Google Cloud 2 Asynchronous Replication.max 600x600

Use consistency groups for complex stateful workloads
In cases where workloads have distributed, dependent data across disks and VM instances, consistency groups allow for coordinated management of dependent data. With consistency groups, PD Async Replication enables simultaneous and atomic data replication by automatically synchronizing the replication period across all disks in the group. This helps to ensure that data is consistent between primary and secondary disks, for successful workload recovery in the event of a disaster.

Testing DR
To help ensure that recovery procedures will work in a real disaster, we recommend running tests periodically in the secondary region. You can do this without disrupting or disconnecting PD Async Replication by bulk-cloning the secondary disks with a consistency group applied, even while they are receiving new data.

Deploy for HA and DR
Regional Persistent Disk (Regional PD) and PD Async Replication are designed to be used together for workloads that require both HA and DR. You can configure a Regional PD to be the primary or secondary async disk, which can work in combination with a zonal disk in the primary or secondary region. In a scenario where an outage occurs in just one zone in the primary region where Regional PD is configured, the disk will continue to replicate from the remaining healthy zone to the secondary region. Note that PD Async Replication is set up between 2 distinct disks, while each Regional PD is a single disk that stores data in 2 zones and is attachable in 2 zones.

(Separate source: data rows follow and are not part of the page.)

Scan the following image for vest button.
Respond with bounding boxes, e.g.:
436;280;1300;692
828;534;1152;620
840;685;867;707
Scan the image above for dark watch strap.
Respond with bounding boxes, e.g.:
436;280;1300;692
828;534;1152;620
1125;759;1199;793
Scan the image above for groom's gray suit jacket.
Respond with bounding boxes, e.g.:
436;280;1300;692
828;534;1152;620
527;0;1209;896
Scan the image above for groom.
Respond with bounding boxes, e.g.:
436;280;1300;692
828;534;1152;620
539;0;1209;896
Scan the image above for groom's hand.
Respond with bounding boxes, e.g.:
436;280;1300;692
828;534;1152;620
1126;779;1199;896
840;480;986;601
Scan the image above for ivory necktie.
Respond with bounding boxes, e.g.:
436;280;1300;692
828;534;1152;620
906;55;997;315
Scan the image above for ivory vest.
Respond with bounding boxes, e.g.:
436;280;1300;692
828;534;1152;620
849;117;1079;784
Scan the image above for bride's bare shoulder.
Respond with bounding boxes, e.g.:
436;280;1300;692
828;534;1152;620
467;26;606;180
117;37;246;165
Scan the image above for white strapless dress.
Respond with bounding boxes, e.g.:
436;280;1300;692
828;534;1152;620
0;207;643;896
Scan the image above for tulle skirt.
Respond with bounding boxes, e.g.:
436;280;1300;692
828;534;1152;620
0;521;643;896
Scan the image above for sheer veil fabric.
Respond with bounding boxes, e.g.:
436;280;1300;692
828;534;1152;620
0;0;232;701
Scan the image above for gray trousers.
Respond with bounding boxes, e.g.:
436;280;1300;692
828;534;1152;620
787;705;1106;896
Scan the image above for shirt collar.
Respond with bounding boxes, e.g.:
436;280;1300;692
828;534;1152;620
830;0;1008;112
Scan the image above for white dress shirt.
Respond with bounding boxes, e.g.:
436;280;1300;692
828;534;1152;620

Improve your HA and DR posture
By leveraging PD Async Replication and consistency groups, businesses gain robust data protection and recovery capabilities. This approach helps you safeguard critical data vs. disasters, minimize downtime, provide data consistency, and enhance fault tolerance. With the power of asynchronous replication and consistency groups, you can help build a resilient platform that provides continuous access to data even in the face of unforeseen disruptions.

You can access PD Async Replication through the console, Compute Engine API, gcloud tool, Terraform, and Cloud Monitoring.